The following are the biggest obstacles for successfully predicting future actions taken by interacting agents given a visual snapshot of the present:
- The space of future states for each agent in a scene is hard to optimize over; even when taking the context of the scene into account, there could be many plausible outcomes that seem equally likely
- In turn, this makes rolling out and scoring potential future trajectories computationally expensive, since it requires sampling a large number of trajectories. This isn’t relevant for offline processing, but for real-time robotics applications, this is important
- The multi-agent problem; how to infer interactions between multiple actors in a scene?
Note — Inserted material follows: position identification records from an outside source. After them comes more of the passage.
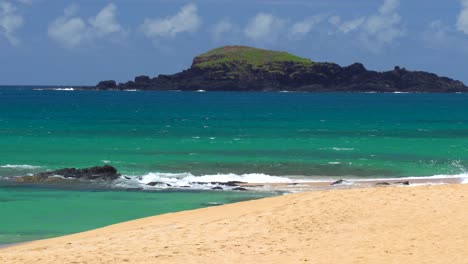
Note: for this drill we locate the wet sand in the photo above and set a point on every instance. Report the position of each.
(423, 224)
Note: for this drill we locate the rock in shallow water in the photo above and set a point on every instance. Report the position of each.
(105, 172)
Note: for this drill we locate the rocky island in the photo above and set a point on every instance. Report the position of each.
(241, 68)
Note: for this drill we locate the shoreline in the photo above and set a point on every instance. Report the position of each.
(425, 223)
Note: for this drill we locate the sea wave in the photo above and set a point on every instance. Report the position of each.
(188, 180)
(64, 89)
(22, 167)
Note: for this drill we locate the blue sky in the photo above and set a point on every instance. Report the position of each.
(52, 42)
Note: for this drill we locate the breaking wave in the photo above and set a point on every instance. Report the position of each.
(188, 180)
(21, 167)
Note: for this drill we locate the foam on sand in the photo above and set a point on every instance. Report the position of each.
(426, 224)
- Taking into account long-term prediction rewards, rather than just one-step prediction
- How to define a multi-objective loss function that doesn’t commit errors such as averaging over all future possibilities
DESIRE attempts to address these challenges as follows:
- Diverse sample generation using a conditional Variational Autoencoder. This allows for differentiable efficient sampling of plausible futures
- RNN encoder-decoder neural architecture that allows for mapping trajectories represented by world coordinates in $\mathbb{R}^2$ or $\mathbb{R}^3$ to a high-dimensional distributed representation that can be efficiently combined with the Conditoinal VAE
- An Inverse Optimal-Control (IOC) based Ranking and Refinement module that determines the most likely hypotheses, while incorporating scene context and interactions. The IOC module estimates a regression vector to refine each prediction sample.
- A convolutional neural network is used to carry out scene context fusion. This enables encoding features such as object velocities into the hypothesis scoring component.
The model is trained end-to-end with a total loss consisting of multiple auxiliary losses (e.g., reconstruction error from the output trajectory of the decoder during training). The authors evaluate its performance on the KITTI and Stanford Drone tracking datasets. They show the performance with the metric “error in meters” for future time steps at intervals of 1, 2, 3, and 4 seconds.
Overall, the proposed model seems quite complex, with many sub-components. However, the motivation behind each component is reasonable and the model is shown to perform well on the datasets. The separation of the system into a Sample Generation Module and the Ranking and Refinement Module is reminiscent of the actor-critic architecture in RL. The Ranking and Refinement Module uses unsupervised learning losses to learn to score/refine the “actor”, or Sample Generation Module.